ML Testing

This rubric enables assessment on a scale from Insufficient to Excellent.

Testing Framework

Cut-off requirement:

  • Ensure that a testing framework is set up in the project.
  • Document the single command to run the tests clearly in the project’s README or other relevant documentation.

Automated Tests

Sufficient
Test for non-determinism robustness.
Good
Test for non-determinism robustness and use data slices to test model capabilities. There is at least one test for each of the following angle: Feature and Data; Model Development; ML infrastructure; Monitoring tests.
Very Good
Test for non-determinism robustness and use data slices to test model capabilities. There is at least one test for each of the following angles: Feature and Data; Model Development; ML infrastructure; Monitoring tests.
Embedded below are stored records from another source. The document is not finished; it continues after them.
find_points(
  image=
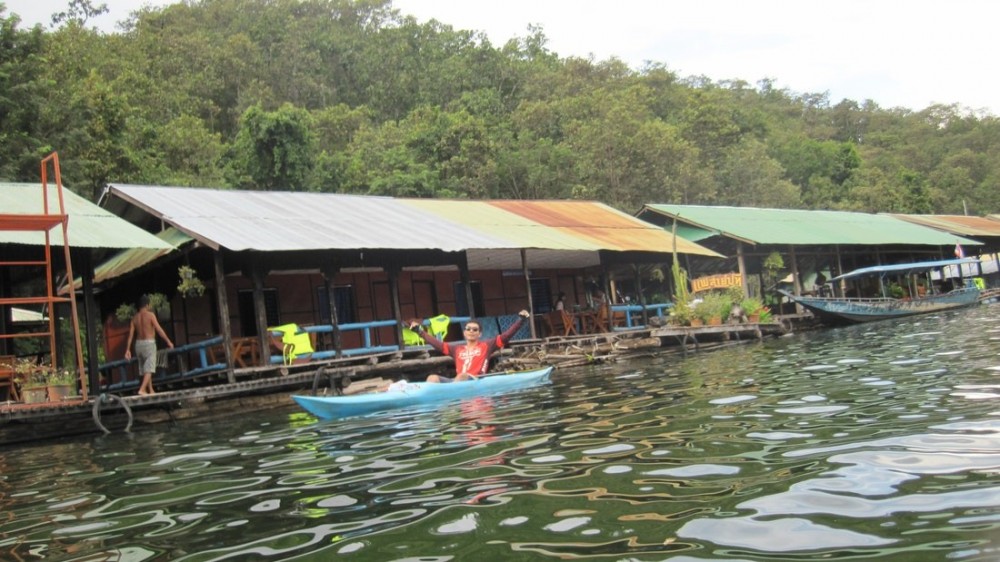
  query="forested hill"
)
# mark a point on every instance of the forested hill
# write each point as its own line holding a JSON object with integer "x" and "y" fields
{"x": 355, "y": 97}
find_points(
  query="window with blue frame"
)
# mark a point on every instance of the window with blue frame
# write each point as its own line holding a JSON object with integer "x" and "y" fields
{"x": 343, "y": 297}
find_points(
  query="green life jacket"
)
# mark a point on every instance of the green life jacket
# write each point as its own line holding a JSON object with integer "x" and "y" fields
{"x": 439, "y": 326}
{"x": 295, "y": 342}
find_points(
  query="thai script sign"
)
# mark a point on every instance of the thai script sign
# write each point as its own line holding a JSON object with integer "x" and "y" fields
{"x": 720, "y": 281}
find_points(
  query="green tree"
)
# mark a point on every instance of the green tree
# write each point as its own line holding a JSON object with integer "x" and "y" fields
{"x": 22, "y": 88}
{"x": 273, "y": 150}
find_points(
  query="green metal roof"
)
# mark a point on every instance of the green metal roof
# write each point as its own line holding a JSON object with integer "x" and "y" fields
{"x": 786, "y": 226}
{"x": 128, "y": 260}
{"x": 89, "y": 226}
{"x": 978, "y": 227}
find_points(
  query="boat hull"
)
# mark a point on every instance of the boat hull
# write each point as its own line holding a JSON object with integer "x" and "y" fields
{"x": 417, "y": 394}
{"x": 853, "y": 310}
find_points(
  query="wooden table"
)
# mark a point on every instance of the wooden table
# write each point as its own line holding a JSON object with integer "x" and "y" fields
{"x": 245, "y": 352}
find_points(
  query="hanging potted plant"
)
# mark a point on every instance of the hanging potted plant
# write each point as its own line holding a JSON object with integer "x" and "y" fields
{"x": 190, "y": 285}
{"x": 61, "y": 385}
{"x": 31, "y": 379}
{"x": 751, "y": 306}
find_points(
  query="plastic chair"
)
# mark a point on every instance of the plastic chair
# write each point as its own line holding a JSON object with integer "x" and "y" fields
{"x": 295, "y": 343}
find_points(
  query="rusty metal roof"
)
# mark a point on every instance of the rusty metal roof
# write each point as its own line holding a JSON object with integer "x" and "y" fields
{"x": 288, "y": 221}
{"x": 89, "y": 225}
{"x": 799, "y": 227}
{"x": 957, "y": 224}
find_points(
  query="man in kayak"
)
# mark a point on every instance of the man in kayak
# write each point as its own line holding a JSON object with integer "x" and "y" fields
{"x": 472, "y": 357}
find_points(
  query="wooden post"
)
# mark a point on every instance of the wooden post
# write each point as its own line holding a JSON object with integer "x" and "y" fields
{"x": 89, "y": 319}
{"x": 795, "y": 277}
{"x": 397, "y": 313}
{"x": 329, "y": 273}
{"x": 463, "y": 272}
{"x": 227, "y": 336}
{"x": 257, "y": 274}
{"x": 741, "y": 264}
{"x": 527, "y": 284}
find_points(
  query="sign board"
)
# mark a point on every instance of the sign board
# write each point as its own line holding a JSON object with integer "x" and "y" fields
{"x": 720, "y": 281}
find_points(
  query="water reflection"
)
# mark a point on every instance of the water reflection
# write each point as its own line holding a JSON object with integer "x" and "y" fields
{"x": 873, "y": 442}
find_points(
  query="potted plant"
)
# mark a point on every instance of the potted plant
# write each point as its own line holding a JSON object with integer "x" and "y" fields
{"x": 752, "y": 306}
{"x": 31, "y": 380}
{"x": 681, "y": 314}
{"x": 61, "y": 385}
{"x": 158, "y": 303}
{"x": 705, "y": 310}
{"x": 190, "y": 285}
{"x": 713, "y": 307}
{"x": 764, "y": 314}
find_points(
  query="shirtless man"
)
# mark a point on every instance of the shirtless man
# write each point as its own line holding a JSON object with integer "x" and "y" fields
{"x": 144, "y": 325}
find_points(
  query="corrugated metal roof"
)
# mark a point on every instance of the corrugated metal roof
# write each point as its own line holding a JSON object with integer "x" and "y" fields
{"x": 785, "y": 226}
{"x": 133, "y": 258}
{"x": 287, "y": 221}
{"x": 956, "y": 224}
{"x": 90, "y": 226}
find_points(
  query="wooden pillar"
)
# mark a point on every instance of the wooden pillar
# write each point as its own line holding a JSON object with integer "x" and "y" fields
{"x": 329, "y": 273}
{"x": 463, "y": 272}
{"x": 640, "y": 297}
{"x": 840, "y": 287}
{"x": 90, "y": 321}
{"x": 227, "y": 336}
{"x": 741, "y": 265}
{"x": 257, "y": 275}
{"x": 796, "y": 279}
{"x": 527, "y": 285}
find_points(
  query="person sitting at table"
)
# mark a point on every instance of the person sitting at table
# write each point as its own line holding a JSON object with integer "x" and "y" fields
{"x": 561, "y": 301}
{"x": 472, "y": 357}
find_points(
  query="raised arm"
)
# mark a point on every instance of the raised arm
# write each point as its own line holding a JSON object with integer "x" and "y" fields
{"x": 509, "y": 333}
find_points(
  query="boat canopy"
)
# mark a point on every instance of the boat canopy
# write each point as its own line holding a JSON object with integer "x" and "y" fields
{"x": 906, "y": 268}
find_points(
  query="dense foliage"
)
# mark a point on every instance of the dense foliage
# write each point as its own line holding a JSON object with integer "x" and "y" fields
{"x": 352, "y": 96}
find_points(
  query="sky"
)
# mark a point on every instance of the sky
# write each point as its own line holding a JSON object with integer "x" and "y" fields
{"x": 910, "y": 53}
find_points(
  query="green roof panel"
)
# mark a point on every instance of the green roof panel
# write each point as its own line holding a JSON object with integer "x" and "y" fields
{"x": 787, "y": 226}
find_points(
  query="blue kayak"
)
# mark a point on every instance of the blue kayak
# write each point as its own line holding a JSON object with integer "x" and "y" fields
{"x": 419, "y": 393}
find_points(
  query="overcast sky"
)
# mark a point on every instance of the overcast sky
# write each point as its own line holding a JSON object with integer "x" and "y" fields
{"x": 909, "y": 53}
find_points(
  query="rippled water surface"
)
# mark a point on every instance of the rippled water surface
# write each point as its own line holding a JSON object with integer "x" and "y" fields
{"x": 874, "y": 442}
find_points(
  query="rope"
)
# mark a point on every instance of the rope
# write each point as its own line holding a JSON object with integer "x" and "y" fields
{"x": 97, "y": 411}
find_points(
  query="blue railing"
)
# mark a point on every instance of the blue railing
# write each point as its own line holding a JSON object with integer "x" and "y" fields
{"x": 200, "y": 367}
{"x": 658, "y": 309}
{"x": 365, "y": 330}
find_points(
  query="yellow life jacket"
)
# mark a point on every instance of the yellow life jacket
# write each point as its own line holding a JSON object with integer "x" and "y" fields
{"x": 295, "y": 342}
{"x": 411, "y": 338}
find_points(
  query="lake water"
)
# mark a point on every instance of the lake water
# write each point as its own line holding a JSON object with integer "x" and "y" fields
{"x": 872, "y": 442}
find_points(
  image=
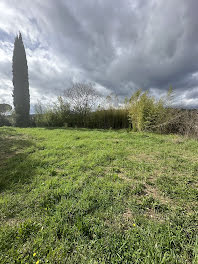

Non-functional requirements such as memory and performance are being tested. There is a test adequacy metric being reported. There is an implementation of mutamorphic testing.
Excellent
Test for non-determinism robustness and use data slices to test model capabilities. There is at least one test for each of the following angle: Feature and Data; Model Development; ML infrastructure; Monitoring tests. The cost of features is being tested. Non-functional requirements such as memory and performance are being tested. There is an appropriate test adequacy metric being reported. There is an implementation of mutamorphic testing with automatic inconsistency repair.

Continuous testing

Sufficient
Tests are triggered through the continuous training pipeline.
Good
Tests are triggered through the continuous training pipeline and test adequacy metrics are reported in the code repository.
Very Good
Tests are triggered by the continuous training pipeline. Test adequacy metrics and test results are reported in the code repository.
Excellent
Tests are triggered by the continuous training pipeline. Test adequacy metrics and test result status are reported in the code repository. Test results are reported automatically when a pull request comes in.

The peer review will also contain a free text form. Please use this form to summarise your assessment of all rubric criteria in this category, especially if you rated something as insufficient. In addition, explain what you think would be the next important step that needs to be realised.


Last modified on Jun 27, 2023 at 21:59.